Despite the aforementioned limitations, the present study had several strengths. First, it was a large population‐based study. Our study also reflected the time sequence between inflammation and glucose intolerance, as the blood sample for leukocyte count was taken in early pregnancy, and GCT was carried out in the second trimester. Third, information of GDM traditional risk factors was collected in detail at the first prenatal clinic visit, and adjusted in our analysis.

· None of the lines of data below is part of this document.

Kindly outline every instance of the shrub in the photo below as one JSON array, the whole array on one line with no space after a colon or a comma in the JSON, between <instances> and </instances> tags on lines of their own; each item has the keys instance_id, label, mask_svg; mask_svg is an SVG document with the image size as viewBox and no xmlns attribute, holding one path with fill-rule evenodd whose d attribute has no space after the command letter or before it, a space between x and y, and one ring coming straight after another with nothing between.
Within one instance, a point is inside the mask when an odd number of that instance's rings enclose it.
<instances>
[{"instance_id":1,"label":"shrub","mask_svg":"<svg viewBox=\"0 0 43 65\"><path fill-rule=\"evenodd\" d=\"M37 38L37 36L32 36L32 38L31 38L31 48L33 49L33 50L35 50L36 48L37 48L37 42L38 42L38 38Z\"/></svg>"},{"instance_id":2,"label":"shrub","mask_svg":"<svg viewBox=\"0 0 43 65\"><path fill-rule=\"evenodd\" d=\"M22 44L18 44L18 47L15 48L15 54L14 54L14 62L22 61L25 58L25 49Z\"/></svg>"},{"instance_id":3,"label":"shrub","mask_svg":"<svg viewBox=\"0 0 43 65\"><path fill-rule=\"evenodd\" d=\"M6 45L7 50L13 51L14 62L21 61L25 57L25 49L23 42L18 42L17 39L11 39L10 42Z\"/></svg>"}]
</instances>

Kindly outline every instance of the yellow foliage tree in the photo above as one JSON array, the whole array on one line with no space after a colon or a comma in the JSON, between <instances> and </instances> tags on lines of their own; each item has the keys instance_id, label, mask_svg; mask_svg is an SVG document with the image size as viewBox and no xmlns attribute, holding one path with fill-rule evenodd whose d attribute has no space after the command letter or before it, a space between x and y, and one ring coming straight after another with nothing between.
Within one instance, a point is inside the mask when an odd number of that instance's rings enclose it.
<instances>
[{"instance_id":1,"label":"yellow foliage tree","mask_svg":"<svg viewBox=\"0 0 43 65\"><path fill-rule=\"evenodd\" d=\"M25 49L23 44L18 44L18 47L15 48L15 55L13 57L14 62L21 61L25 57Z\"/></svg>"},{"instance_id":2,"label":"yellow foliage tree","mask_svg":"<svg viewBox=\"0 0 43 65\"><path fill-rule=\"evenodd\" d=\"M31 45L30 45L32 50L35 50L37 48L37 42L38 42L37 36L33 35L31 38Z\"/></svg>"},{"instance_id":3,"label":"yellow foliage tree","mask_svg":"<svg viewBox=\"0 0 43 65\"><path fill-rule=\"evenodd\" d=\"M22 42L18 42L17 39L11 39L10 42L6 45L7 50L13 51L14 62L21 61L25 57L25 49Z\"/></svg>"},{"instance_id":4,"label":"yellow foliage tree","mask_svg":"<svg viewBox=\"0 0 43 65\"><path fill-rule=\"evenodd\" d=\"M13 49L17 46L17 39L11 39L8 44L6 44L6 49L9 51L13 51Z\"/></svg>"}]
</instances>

In conclusion, the present results showed that women with a leukocyte count of >9.7 × 109/L in early pregnancy were at higher risk of positive GCT results after adjustment for obesity and other risk factors. This was consistent with other studies that showed chronic inflammation might play a role in the pathogenesis of insulin resistance. As leukocyte count, as a part of a complete blood count, is a routine and economical blood test in pregnancy clinics, it could be used as an early non‐specific indicator for women at high risk of glucose intolerance that might develop several months later. The association between leukocyte counts and positive GCT results helped to point out that the direction of further studies would be exploring the mechanisms of inflammatory status on altered glucose tolerance, and investigating more specific biomarkers for early pregnancy diagnosis, and potential targets on inflammation mitigation for the prevention and therapy of GDM.

DISCLOSURE

The authors declare no conflict of interest.